C’era il rombo delle auto che correvano e cento metri dal suo appartamento in una zona senza grazia, ma lui si commuoveva per quegli uomini che correvano in auto e camion, e desideravano la felicità. Guardava quelle scatole a volte veloci, più spesso ingorgate, dalla finestre del quarto piano. Qualche metro sopra la sua testa c’era e c’è un immenso cartellone luminoso con la réclame di una banca, i cui riflessi al neon ipnotizzavano i gabbiani raminghi. Quello era il suo monastero nel cuore del mondo, senza fuga, neanche nelle ore estreme.

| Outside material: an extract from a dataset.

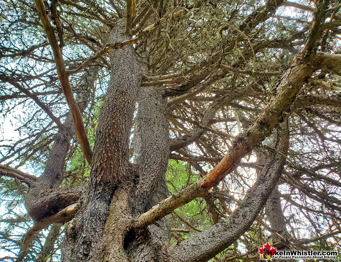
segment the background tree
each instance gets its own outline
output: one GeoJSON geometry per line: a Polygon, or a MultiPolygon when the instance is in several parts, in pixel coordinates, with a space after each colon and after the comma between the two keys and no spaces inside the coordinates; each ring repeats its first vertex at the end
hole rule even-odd
{"type": "Polygon", "coordinates": [[[1,4],[2,260],[339,248],[338,1],[1,4]]]}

Quegli uomini inscatolati e un po’ impagliati siamo noi: percorriamo la tangenziale, e la massima speranza è che non ci sia la coda. Vuoti e impagliati, ci ha definiti il Poeta. Eppure egli vedeva oltre la paglia, sapeva che la desideriamo la felicità. La desideriamo ancora, ma adesso che non ci sei tu, don Gius, chi ce lo farà sapere ora? Chi ci dirà che la risposta all’angoscia non è dispersa nel vento, ma c’è, ed è la misericordia? Non è una filosofia, una morale, ma una compagnia di uomini che bevono il caffè, e hanno il cuore travolto dall’Infinito.

Sulla sua porta, anche adesso che è morto, non c’è scritto: chiuso per lutto. Adesso questo tocca imparare da lui: il lavoro ci fa somigliare a Dio, l’Eterno lavoratore: su, all’opera, ciascuno “testimoni Cristo adoperando gli attrezzi della propria professione. Fosse quella di essere ammalati, incurabili, in un letto“.

Me lo disse, nel 1993, dopo una difficile operazione chirurgica.
Gli occhi verde azzurri allora, ma anche prima, e poi fino all’ultimo, quando era immobile e scricchiolavano le sue povere ossa, circondavano e amavano la nostra segreta essenza.
Dio guarda così.”
(Renato Farina, da “Maestri”, 2007)

Così rileggo queste parole, rivedo quello sguardo che si è posato anche su di me, e mi ha travolto la vita.
Me la travolge ancora.
Tanto gli devo.
Il prezzo della vita.

Perché “Dio non toglie se non per restituire”.
E anche questo l’ho imparato da lui.